Charly und ich fuhren hin, um unseren OV zu vertreten, der Jahreszeit wegen nicht mit der Fähre, sondern mit dem Auto.
Der Sprecher des Ortsverbandes Wesseling, Joachim Scheffer, empfing die zahlreichen Gäste im Alten Wesselinger Rathaus, wo ein frugales Frühstücksbuffet aufgebaut war.
Wir kennen das von unserem eigenen Neujahrsfrühstück – erfreulicherweise kommen häufig auch Mitglieder und Sympathisanten, die man seltener trifft und mit denen es viel zu berichten gibt.
So auch in Wesseling; die Mitglieder des dortigen OVs waren alle sofort in kleinen Runden in angeregte Gespräche vertieft.
Der Fraktionsgeschäftsführer Ludger Strobel nahm sich Zeit für uns, war aber auch dauernd gefordert, so dass das eigentliche Ziel:gemeinsame überörtliche tagesaktuelle Probleme zu besprechen – nicht erreicht wurde.
Charly und ich saßen lange zusammen mit der OV-Sprecherin von Rodenkirchen, Regine Icking, und hörten insbesondere einiges über den Plan einer Erweiterung des Godorfer Hafens und den (auch) grünen Widerstand dagegen.
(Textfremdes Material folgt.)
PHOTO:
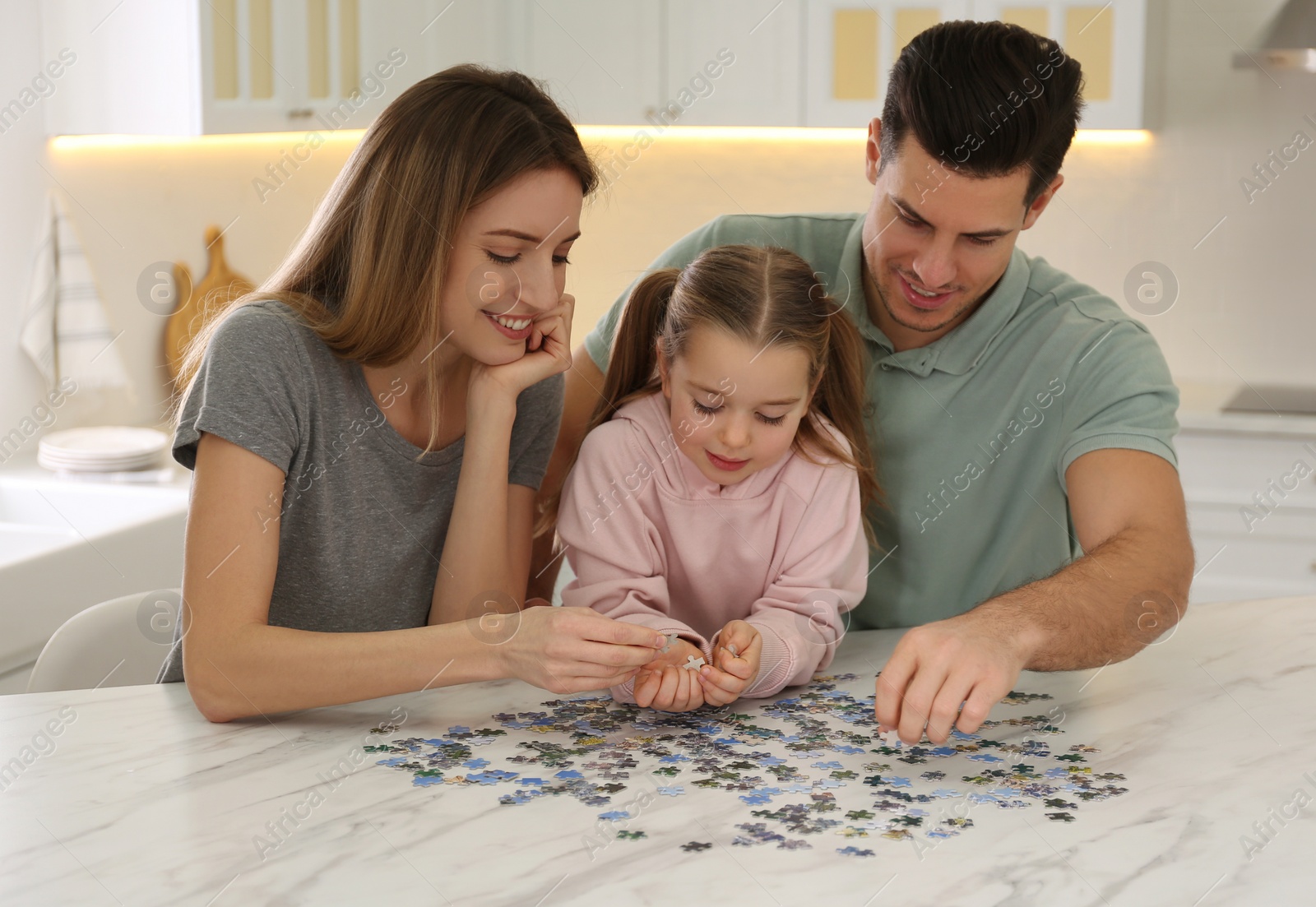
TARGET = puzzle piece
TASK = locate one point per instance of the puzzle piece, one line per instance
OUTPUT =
(760, 755)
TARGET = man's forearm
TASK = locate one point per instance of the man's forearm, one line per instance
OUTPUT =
(1103, 607)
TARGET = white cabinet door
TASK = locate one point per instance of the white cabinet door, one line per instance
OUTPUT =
(1109, 39)
(122, 67)
(600, 59)
(734, 63)
(1252, 512)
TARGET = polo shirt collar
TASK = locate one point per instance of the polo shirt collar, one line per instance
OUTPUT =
(960, 350)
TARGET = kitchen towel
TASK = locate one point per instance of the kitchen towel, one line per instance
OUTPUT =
(65, 330)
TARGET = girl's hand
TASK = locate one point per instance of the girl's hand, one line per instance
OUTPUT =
(665, 685)
(548, 350)
(732, 672)
(568, 650)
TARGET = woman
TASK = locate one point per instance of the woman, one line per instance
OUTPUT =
(368, 428)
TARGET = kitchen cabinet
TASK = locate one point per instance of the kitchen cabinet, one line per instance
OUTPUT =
(756, 50)
(1111, 41)
(230, 66)
(852, 46)
(214, 66)
(1252, 512)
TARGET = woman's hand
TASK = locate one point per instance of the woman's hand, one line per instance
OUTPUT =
(734, 664)
(568, 650)
(548, 352)
(668, 685)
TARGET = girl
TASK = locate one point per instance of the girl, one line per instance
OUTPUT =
(368, 429)
(719, 495)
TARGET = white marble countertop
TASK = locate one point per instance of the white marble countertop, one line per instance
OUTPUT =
(140, 801)
(1202, 409)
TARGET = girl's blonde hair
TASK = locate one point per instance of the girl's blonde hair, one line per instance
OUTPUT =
(368, 273)
(760, 295)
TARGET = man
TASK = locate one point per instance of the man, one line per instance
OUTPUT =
(1022, 422)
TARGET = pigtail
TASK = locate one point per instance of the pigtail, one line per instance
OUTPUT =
(842, 398)
(632, 365)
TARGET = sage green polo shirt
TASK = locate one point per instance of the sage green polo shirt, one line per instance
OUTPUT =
(973, 432)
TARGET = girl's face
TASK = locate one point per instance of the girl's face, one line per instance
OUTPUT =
(734, 409)
(508, 266)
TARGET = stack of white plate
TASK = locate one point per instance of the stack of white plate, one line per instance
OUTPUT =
(103, 449)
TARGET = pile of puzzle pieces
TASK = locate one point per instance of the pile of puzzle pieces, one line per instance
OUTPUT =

Auf dem Nachhauseweg sinnierten Charly und ich darüber, wie unterschiedlich doch die Lage am Rhein erlebt wird: Im Augenblick winken wir Niederkasseler den vorbeiziehenden Schiffen freundlich und unbeschwert zu und freuen uns an den Schönheiten des Rheinufers, während nur wenig weiter nördlich gekämpft werden muss gegen noch mehr Schiffsverkehr und die Folgen von Hafenerweiterung und Brückenbauplänen im Kölner Süden.